HIS MORAL CHARACTER.
BY HERBERT SPENCER.
To dilate upon Mr. Mill's achievements, and to insist upon the wideness of his influence over the thought of his time, and consequently over the actions of his time, seem to me scarcely needful. The facts are sufficiently obvious; and are recognized by all who know any thing about the progress of opinion during the last half-century. My own estimate of him, intellectually considered, has been emphatically, though briefly, given on an occasion of controversy between us, by expressing my regret at "having to contend against the doctrine of one whose agreement I should value more than that of any other thinker."
While, however, it is almost superfluous to assert of him that intellectual height so generally admitted, there is more occasion for drawing attention to a moral elevation that is less recognized, partly because his activities in many directions afforded no occasion for exhibiting it, and partly because some of its most remarkable manifestations in conduct are known only to those whose personal relations with him have called them forth. I feel especially prompted to say something on this point, because, where better things might have been expected, there has been, not only a grudging recognition of intellectual rank, but a marked blindness to those fine traits of character which, in the valuation of men, must go for more than superiority of intelligence.

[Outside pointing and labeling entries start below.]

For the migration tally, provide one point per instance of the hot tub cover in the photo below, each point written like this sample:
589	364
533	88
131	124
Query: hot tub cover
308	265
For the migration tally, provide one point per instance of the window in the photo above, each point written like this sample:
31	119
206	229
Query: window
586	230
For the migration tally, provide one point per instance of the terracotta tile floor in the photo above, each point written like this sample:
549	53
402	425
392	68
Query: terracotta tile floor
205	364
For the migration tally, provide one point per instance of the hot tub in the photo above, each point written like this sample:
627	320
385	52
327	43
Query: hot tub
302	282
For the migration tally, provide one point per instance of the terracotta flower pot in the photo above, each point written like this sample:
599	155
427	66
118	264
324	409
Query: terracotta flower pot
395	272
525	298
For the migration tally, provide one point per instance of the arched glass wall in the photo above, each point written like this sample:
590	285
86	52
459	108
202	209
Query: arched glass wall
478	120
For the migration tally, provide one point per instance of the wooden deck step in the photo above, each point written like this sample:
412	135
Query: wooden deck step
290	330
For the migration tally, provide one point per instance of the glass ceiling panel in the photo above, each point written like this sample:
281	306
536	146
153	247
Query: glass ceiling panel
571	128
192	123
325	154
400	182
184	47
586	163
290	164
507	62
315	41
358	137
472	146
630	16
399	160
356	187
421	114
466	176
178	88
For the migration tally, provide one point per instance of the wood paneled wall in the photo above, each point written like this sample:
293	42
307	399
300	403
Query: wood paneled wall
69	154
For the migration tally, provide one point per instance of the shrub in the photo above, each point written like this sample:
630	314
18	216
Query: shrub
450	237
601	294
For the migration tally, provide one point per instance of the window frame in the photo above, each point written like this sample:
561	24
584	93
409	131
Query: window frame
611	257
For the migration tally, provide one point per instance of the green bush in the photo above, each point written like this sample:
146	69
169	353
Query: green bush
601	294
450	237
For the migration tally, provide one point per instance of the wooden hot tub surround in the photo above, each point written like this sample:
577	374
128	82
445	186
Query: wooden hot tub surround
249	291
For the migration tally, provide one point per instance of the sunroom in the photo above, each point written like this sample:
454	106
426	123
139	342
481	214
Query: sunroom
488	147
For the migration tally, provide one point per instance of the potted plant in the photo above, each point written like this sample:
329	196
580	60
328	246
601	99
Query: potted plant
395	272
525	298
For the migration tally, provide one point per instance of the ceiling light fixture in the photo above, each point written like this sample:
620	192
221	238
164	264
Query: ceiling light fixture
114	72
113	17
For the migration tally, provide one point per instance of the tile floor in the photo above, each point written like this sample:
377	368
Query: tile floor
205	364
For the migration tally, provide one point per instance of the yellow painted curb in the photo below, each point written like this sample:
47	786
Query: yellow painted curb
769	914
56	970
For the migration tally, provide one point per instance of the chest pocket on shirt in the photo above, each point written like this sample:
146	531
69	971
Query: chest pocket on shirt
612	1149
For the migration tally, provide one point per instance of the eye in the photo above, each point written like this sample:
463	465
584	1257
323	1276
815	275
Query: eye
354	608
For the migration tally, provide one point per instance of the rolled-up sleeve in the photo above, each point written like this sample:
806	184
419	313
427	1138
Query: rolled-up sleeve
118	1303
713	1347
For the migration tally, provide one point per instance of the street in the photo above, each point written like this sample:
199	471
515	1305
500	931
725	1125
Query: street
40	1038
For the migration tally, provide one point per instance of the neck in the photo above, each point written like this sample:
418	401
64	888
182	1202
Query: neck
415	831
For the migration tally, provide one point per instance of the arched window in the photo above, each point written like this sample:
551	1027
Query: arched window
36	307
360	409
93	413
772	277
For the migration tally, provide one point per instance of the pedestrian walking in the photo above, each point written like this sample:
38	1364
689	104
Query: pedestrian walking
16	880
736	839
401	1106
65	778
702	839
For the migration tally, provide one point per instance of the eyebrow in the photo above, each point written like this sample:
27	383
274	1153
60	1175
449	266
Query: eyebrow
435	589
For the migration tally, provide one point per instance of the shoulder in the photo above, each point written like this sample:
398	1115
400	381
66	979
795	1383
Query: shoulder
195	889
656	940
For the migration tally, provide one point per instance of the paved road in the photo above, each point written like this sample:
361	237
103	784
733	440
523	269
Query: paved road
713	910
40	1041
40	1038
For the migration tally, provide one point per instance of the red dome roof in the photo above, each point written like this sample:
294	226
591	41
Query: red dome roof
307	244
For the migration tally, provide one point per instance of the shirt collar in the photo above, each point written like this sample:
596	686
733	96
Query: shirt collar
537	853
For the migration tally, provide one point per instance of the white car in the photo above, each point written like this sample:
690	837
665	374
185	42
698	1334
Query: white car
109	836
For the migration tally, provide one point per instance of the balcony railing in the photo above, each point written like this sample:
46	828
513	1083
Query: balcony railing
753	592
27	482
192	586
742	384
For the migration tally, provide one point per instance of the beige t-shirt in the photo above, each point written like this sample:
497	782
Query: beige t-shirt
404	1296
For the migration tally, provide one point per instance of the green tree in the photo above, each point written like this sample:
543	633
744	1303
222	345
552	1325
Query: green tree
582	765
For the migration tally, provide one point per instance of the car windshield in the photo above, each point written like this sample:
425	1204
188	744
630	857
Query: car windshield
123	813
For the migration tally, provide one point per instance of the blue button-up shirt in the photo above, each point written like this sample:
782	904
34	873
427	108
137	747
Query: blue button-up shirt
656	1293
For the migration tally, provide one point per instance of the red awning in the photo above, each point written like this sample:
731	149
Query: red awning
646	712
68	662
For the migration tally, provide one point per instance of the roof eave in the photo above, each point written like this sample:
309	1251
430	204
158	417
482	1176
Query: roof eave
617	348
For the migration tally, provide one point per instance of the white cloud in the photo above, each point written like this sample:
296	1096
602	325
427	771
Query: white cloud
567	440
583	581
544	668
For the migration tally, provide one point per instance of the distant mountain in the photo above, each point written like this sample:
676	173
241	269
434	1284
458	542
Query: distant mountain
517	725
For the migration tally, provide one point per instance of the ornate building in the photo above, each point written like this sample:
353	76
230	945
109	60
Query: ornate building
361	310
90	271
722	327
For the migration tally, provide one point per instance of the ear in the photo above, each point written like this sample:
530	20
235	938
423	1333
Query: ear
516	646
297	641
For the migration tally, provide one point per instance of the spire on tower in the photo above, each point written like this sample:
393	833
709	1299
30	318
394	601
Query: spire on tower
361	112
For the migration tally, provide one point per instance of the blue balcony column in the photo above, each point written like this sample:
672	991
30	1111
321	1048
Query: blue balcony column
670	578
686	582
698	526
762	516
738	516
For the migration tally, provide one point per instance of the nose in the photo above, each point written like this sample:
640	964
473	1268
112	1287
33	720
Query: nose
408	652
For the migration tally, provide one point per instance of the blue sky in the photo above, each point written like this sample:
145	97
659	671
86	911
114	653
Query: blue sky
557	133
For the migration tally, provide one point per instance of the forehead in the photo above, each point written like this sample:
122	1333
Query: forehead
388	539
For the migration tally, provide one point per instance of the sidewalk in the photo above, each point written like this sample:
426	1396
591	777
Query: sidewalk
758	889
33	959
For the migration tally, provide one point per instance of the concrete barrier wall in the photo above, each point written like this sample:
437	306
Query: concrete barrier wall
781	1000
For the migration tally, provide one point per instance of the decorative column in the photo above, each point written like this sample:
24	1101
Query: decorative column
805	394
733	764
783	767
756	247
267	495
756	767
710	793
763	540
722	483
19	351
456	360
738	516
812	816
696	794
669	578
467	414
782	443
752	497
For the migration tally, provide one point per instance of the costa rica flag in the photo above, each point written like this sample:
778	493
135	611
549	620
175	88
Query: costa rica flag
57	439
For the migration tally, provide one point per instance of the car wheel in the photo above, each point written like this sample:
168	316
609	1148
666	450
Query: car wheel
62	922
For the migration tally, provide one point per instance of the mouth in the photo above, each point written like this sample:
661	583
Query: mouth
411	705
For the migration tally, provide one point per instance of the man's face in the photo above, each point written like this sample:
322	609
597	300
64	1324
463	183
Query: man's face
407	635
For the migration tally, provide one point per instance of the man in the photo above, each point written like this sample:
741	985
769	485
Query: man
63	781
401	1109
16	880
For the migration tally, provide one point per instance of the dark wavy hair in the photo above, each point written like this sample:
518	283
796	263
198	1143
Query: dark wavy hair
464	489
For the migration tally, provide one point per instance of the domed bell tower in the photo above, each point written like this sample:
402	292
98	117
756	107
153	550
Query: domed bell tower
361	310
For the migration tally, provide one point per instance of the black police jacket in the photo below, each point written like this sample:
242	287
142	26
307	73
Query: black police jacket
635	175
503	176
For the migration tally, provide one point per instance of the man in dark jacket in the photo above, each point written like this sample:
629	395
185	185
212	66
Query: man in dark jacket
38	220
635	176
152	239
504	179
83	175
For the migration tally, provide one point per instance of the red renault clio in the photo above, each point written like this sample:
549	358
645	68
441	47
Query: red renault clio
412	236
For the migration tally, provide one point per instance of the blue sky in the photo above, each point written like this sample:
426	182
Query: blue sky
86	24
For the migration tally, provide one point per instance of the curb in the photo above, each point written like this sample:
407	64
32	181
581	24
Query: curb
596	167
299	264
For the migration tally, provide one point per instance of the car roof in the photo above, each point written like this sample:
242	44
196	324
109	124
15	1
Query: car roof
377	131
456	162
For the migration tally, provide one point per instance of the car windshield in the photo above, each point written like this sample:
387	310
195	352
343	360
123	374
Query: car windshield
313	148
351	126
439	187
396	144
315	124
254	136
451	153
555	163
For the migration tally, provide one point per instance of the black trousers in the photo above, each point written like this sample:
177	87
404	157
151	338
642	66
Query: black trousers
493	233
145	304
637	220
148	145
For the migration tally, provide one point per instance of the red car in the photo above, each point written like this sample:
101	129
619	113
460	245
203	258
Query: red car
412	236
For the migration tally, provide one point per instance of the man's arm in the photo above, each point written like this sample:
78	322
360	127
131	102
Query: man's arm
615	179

It might, indeed, have been supposed that even those who never enjoyed the pleasure of personal acquaintance with Mr. Mill, would have been impressed with the nobility of his nature as indicated in his opinions and deeds. How entirely his public career has been determined by a pure and strong sympathy for his fellow-men––how entirely this sympathy has subordinated all desires for personal advantage––how little even the fear of being injured in reputation or position has deterred him from taking the course which he thought equitable or generous––ought to be manifest to every antagonist, however bitter. A generosity that might almost be called romantic was obviously the feeling prompting sundry of those courses of action which have been commented upon as errors. And nothing like a true conception of him can be formed unless, along with dissent from them, there goes recognition of the fact that they resulted from the eagerness of a noble nature, impatient to rectify injustice, and to further human welfare.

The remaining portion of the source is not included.